Our publication obtained the correspondence through a Freedom of Information Act request. Blumenthal, Markey and Eshoo aired concerns about endorsements appearing on EvanTubeHD and Ryan ToysReview, which was recently renamed Ryan’s World. The lawmakers cited social media influencers with millions of viewers delivering child-directed videos they deemed ads for toys, movies and fast food. Prominent child-directed channels ignore general-industry FTC warnings, they said.

Making effective disclosures to young children, who may have more difficulty distinguishing advertising from entertainment content, is both important and challenging,” Simons wrote Dec. 18. The agency will consider updates and modifications to the guidance, including endorser marketing aimed at children, Simons said.

The Association of National Advertisers will watch the development closely and comment if appropriate, said Executive Vice President-Government Relations Dan Jaffe on Thursday. Social media ad issues aren’t diminishing in importance, he said in an interview, noting the guidance enables content both consumers and businesses can trust.

The FTC wants to make clear that the views expressed in ads aren’t compromised, Jaffe said, with blurry lines between non-sponsored and sponsored content. ANA accepts that children aren’t “miniature adults,” but the agency needs to be careful about being “so restrictive” that commercials can’t be communicated to adults, he said.

Campaign for Commercial Free Childhood Executive Director Josh Golin said sponsored youth content raises issues. The average six-year-old isn’t going to understand sponsorship disclosures, so that type of targeting shouldn’t be allowed for child-directed content on YouTube, he said. Some of these videos wouldn’t be allowed on children’s time on TV stations, and it shouldn’t be any different online, he said. Google didn’t comment.

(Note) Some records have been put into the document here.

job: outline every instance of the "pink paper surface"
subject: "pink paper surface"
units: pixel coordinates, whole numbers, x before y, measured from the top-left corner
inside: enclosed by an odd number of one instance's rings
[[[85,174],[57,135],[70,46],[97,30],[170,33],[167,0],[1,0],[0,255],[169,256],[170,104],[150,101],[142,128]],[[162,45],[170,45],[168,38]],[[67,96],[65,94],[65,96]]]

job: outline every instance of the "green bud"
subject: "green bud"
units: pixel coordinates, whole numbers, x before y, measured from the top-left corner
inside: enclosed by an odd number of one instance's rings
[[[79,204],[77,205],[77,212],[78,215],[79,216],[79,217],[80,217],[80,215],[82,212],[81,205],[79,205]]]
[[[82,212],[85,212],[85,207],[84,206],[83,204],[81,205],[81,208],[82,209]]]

FTC endorsement and testimonial guidance was updated in October 2009. Expect the commission to solicit public comment on all aspects of the guidance, said Hunton Andrews attorney Phyllis Marcus, ex-FTC advertising practices chief of staff. That includes industry compliance costs, consumer benefits and what to possibly alter. Any potential changes to the guidance would probably require a second round of public feedback, she said. There are about 45 related FAQs on how to properly use endorsements in marketing, which were last updated in September 2017.